What Spark Arena suffers by losing the enclosed splendour of a theatre, it makes up for in the spectacle of a big space. The menagerie spilling down the aisles, the giant birds wafting all the way up to the cheap seats. Wondrous big set-pieces like the stampede. And of course the greatest theatrical device yet created by humans: confetti cannons. The technical wizardry isn’t just used for astonishment, it’s also used for comedy. The split-second hula diversion by Timon the meerkat had my eight-year-old performing re-enactments all of the next day. Nick Mercer as Timon and Futhi Mhlongo as the shaman-mandrill Rafiki, for my money, were the most memorable of a superlative cast.

A final, useless fact I learned reading about the genesis of The Lion King story. The earliest treatment for the film was written by US science fiction writer and poet Thomas Disch. He pulled out because he didn’t like the direction of what he’d titled King of the Kalahari.

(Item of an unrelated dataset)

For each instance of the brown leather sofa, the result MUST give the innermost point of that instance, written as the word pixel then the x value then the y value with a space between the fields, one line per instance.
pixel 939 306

Disch, who shot himself dead in 2008, was fascinating for a number of reasons, including his strange clash with his friend, sci-fi superstar Philip K Dick. In 1972 Dick wrote to the FBI expressing concern that Disch’s novel Camp Concentration included coded messages about a “covert organisation which … may be Neo-Nazi”. After Dick’s death, Disch exacted literary revenge in a collection called The Word of God. It includes a novella with a character called Philip K Dick who reincarnates himself as a young Nazi in 1939, kills Disch’s fictional father, and paves the way for Hitler to win the war. What does any of this have to do with the Auckland production of The Lion King? Nothing. Hakuna matata.